Mais dès 1758, au lendemain de la retentissante publication de Quesnay, leur école s'était formée; les deux courants s'étaient réunis, Gournay et Quesnay, s'étaient étroitement alliés. Autour d'eux, leurs disciples se groupaient eu un corps de théoriciens et de polémistes. La plupart escarmouchaient encore pour conquérir la liberté du commerce ou pour défendre des théories secondaires : tels Patullo, Chamousset, Morellet, Abeille, Saint-Peravy. Mais des efforts plus sérieux n'allaient pas tarder à être faits. Ce fut d'abord, du marquis de Mirabeau, après sa conversion aux idées de Quesnay, après une Explication du tableau économique (1759) et une Théorie de l'impôt (1760), un essai très méritoire de synthèse dans sa Philosophie rurale (1763); ce fut ensuite une campagne active dans les journaux, successivement dans la Gazette du commerce (1764-65), dans le Journal d'agriculture, de commerce et de finances (1765-66), et dans les Ephémérides du citoyen, fondées en 1763 par l'abbé Baudeau; ce fut enfin, en 1767, la publication par Du Pont de Nemours des oeuvres de Quesnay sous le titre de Physiocratie; de cette publication date la constitution officielle de l'école. Elle ne cessa pas, dès lors, de grandir;
mais il ne fut presque rien ajouté à sa doctrine. Gournay était mort
en 1759; Quesnay, par ses petits traités postérieurs au Droit naturel,
précisa son système, mais ne l'enrichit point; enfin, les plus intelligents
de ses disciples le développèrent sans le renouveler ou le modifier.
C'est
Mercier de la Rivière, avec un ouvrage
important sur l'Ordre naturel et essentiel des sociétée politiques
(1767), Baudeau, dont l'lntroduction à la philosophie économique
est un excellent abrégé de la doctrine (1771); Le Trosne, dont l'esprit
net en élucide quelques points, restés obscurs, dans son traité de l'Intérêt
social (1777); enfin Du Pont de Nemours, qui fut jusqu'en 1817 le représentant
fidèle et autorisé de la physiocratie, à laquelle il avait donné, dès
1773, dans son Abrégé des principes, son programme le plus clair
et le plus complet.
Beaucoup de ces mesures furent rapportées
après la chute de Turgot (1776), et l'influence
des idées physiocratiques sur le pouvoir cessa pour un temps. Elle reparut
à la rentrée des physiocrates dans les conseils du gouvernement : Tillet,
Lavoisier,
et surtout Du Pont de Nemours. Les traités de commerce avec l'Angleterre
et avec la Russie (1786) furent en partie leur oeuvre; le programme économique
proposé par Calonne à l'Assemblée des notables,
en 1787, était conforme à leurs théories commerciales et financières.

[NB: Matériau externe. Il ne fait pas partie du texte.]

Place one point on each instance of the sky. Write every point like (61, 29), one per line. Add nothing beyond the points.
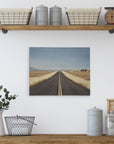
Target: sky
(59, 59)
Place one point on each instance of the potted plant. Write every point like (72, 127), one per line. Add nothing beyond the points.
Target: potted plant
(5, 98)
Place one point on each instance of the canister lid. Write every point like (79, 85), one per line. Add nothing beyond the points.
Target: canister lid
(41, 6)
(95, 109)
(55, 7)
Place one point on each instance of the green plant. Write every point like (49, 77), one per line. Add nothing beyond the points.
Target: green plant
(5, 98)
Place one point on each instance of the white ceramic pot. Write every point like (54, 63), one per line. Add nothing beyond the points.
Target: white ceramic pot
(2, 130)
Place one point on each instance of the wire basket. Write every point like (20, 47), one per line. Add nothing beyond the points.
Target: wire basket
(83, 16)
(19, 125)
(15, 16)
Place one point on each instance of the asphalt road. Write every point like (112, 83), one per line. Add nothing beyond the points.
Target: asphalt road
(50, 87)
(47, 87)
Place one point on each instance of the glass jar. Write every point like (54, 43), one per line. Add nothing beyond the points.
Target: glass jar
(110, 124)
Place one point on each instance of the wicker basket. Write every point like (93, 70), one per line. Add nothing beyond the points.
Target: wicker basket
(83, 16)
(19, 125)
(15, 16)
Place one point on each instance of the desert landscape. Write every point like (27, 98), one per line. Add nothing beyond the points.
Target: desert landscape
(59, 71)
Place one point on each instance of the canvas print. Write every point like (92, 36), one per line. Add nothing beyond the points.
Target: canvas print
(59, 71)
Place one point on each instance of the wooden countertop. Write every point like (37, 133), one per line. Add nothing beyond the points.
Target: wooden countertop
(57, 139)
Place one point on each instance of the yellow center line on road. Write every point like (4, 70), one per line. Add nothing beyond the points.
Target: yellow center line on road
(59, 86)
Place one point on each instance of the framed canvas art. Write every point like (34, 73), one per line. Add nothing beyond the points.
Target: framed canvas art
(59, 71)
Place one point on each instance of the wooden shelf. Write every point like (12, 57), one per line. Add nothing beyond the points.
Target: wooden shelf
(62, 27)
(57, 139)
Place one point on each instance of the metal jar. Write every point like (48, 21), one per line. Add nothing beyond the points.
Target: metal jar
(95, 122)
(110, 124)
(42, 15)
(55, 15)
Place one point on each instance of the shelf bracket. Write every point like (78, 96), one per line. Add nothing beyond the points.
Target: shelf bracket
(4, 30)
(111, 31)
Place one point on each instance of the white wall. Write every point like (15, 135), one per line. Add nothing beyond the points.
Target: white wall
(57, 114)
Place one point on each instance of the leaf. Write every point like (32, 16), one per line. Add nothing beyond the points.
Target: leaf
(1, 87)
(1, 104)
(5, 90)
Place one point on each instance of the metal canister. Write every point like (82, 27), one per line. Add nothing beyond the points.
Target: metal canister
(110, 124)
(95, 122)
(55, 15)
(42, 15)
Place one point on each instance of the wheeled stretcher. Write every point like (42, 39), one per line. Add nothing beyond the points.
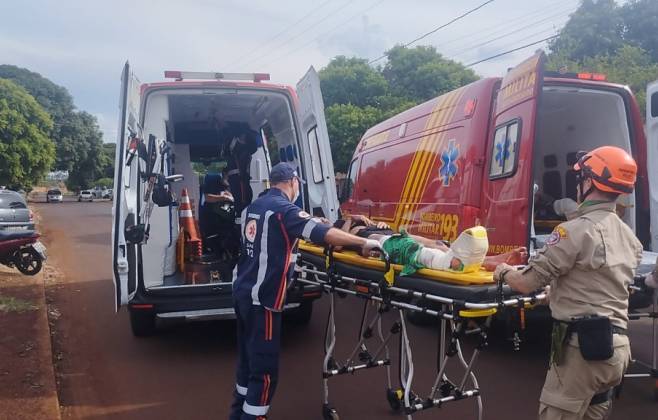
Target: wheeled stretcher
(462, 303)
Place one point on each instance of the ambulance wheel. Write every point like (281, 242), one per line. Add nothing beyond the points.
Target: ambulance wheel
(393, 397)
(329, 413)
(300, 315)
(142, 324)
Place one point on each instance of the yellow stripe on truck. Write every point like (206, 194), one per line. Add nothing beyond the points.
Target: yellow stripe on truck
(418, 158)
(430, 149)
(441, 137)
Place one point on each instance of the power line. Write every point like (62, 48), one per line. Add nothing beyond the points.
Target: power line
(496, 29)
(307, 29)
(463, 15)
(511, 51)
(287, 29)
(533, 24)
(376, 3)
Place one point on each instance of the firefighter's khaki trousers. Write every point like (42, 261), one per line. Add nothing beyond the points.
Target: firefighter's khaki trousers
(570, 386)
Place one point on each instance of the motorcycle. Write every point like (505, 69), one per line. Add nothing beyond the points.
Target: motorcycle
(23, 250)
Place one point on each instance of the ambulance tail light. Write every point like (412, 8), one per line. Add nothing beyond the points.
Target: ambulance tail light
(199, 75)
(469, 107)
(597, 77)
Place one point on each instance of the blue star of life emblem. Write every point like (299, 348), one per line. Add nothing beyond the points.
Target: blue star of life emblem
(502, 152)
(449, 166)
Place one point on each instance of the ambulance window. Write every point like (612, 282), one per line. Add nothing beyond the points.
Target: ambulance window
(348, 186)
(316, 161)
(503, 153)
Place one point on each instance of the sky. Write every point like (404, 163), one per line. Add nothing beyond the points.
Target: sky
(83, 44)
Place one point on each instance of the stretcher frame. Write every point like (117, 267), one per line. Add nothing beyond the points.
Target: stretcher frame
(651, 369)
(455, 316)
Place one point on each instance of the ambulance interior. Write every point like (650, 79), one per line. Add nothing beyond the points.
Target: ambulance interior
(573, 119)
(188, 121)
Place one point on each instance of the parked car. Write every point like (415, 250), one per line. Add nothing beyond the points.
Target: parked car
(14, 214)
(54, 196)
(85, 195)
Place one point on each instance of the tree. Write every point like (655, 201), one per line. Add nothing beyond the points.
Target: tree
(55, 99)
(352, 81)
(640, 19)
(421, 73)
(346, 124)
(83, 145)
(594, 29)
(26, 152)
(77, 138)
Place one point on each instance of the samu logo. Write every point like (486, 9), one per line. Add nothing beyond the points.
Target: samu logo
(449, 167)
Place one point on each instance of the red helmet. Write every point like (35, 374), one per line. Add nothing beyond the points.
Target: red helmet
(610, 168)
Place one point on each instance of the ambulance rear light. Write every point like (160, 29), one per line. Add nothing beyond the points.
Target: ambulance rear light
(597, 77)
(199, 75)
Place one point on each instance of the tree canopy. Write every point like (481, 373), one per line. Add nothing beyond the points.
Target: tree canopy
(358, 96)
(26, 152)
(618, 41)
(78, 140)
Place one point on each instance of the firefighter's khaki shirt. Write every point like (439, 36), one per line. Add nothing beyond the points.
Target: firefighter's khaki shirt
(589, 261)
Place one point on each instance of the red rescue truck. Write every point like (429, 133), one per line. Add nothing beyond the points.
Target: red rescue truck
(497, 152)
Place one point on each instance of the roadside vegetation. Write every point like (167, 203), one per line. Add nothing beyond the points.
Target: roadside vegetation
(601, 36)
(41, 130)
(12, 304)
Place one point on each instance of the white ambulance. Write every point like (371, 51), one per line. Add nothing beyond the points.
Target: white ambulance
(170, 129)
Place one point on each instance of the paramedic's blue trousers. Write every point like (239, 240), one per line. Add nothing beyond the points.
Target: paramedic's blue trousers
(259, 331)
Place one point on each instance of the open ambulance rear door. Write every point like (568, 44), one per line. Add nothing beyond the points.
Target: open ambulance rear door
(126, 189)
(652, 159)
(316, 152)
(509, 188)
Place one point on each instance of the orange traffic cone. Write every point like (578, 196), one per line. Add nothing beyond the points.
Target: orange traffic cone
(193, 246)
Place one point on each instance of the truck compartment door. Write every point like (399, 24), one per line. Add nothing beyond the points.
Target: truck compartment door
(507, 206)
(652, 159)
(125, 210)
(316, 151)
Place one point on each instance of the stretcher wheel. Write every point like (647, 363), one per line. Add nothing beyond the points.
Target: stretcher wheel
(329, 413)
(394, 397)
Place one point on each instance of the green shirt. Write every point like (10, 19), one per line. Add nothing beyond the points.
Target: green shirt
(403, 250)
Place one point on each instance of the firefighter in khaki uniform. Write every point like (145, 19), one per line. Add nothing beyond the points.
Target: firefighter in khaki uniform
(589, 262)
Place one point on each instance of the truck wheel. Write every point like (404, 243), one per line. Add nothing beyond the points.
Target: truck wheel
(28, 261)
(300, 315)
(142, 324)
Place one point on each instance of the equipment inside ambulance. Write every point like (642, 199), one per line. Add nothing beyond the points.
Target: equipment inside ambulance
(499, 153)
(192, 154)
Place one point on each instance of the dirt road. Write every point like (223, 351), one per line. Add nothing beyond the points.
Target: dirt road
(186, 372)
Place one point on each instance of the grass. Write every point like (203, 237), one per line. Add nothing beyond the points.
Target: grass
(11, 304)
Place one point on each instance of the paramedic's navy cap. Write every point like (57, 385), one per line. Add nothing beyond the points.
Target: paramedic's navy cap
(282, 172)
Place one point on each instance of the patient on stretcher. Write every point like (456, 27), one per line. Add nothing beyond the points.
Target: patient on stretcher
(466, 254)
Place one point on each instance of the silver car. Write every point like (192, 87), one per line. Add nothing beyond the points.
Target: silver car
(54, 196)
(14, 214)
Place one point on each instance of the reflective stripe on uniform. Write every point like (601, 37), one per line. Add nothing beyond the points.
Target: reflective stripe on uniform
(255, 410)
(308, 228)
(242, 390)
(262, 259)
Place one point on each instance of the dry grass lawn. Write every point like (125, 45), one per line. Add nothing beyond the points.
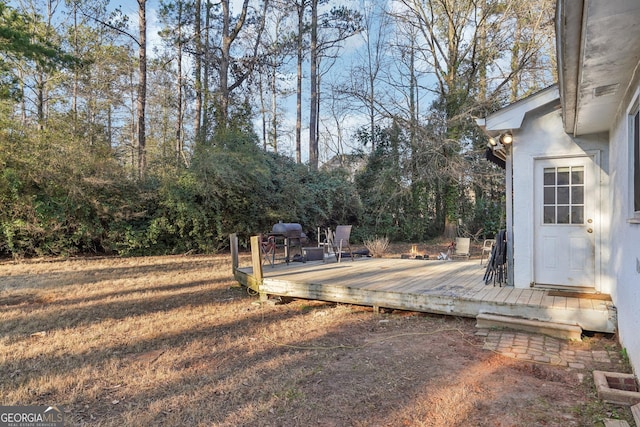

Ce furent ces mêmes théories qui triomphèrent dans les assemblées de
la Révolution; il fallut les transformations économiques et les bouleversements
politiques du début du XIXe siècle pour
en avoir, raison. Mais, exclue des faits et de la pratique, la doctrine
physiocratique se réfugia dans la pure théorie; par Germain Garnier et
par Dutons, elle rejoint l'économie libérale de la Restauration
et de la monarchie de Juillet.
Bilan
d'une doctrine.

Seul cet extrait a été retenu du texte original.